Et en matière de compétences techniques ?
Nous misons sur des profils avant tout technique : la grande majorité de nos consultants ont au minimum un diplôme d’ingénieur souvent complété par un doctorat. Sans se prétendre expert d’un domaine, nous tenons présenter à nos clients une équipe de consultants qui saura rapidement adopter son vocabulaire, s’intégrer dans ses équipes, s’imprégner de sa culture ou maîtriser les enjeux de son secteur. La maîtrise des outils de veille et bibliographiques ainsi que l’expérience dans la conduite de projet sont des compétences clés pour rapidement progresser dans ce métier.
Le conseil en innovation requiert toutefois des compétences qui vont au-delà du seul savoir-faire technique : au cours des missions, le consultant développera également de solides connaissances en sciences de gestion, management, marketing et stratégie pour ne citer que les essentielles. Ainsi, pour les jeunes diplômés, les doubles cursus en innovation seront toujours appréciés par les recruteurs.
En quoi les atouts des docteurs correspondent aux compétences recherchées ?

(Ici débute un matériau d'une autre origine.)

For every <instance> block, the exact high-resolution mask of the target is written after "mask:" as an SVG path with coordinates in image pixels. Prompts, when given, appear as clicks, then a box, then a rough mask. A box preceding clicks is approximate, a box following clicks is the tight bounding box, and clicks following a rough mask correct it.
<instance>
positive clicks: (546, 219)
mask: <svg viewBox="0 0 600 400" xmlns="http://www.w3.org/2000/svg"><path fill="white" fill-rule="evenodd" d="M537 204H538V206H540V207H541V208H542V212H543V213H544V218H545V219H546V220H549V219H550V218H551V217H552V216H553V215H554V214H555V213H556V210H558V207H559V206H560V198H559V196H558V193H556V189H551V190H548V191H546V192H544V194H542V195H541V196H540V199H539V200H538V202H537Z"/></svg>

Outre leur excellence scientifique, la majorité des compétences et capacités reconnues dans l’Arrêté du 22 février 2019 inscrivant le doctorat au répertoire national de la certification professionnelle sont des qualités recherchées dans nos métiers. Ainsi, le savoir-faire accumulé lors du doctorat en veille scientifique et technologique sera exploité pour toutes nos missions d’intelligence technico-économique ou de prospective. Ce sont des compétences clés pour réaliser des études d’opportunité ou d’impact, pour mettre en place une démarche d’open innovation ou de propriété industrielle ou pour du transfert technologique. Une autre qualité des docteurs est fortement appréciée en innovation : leur propension à prendre de la hauteur en face de problématiques complexes et diffuses et de construire des réponses structurées.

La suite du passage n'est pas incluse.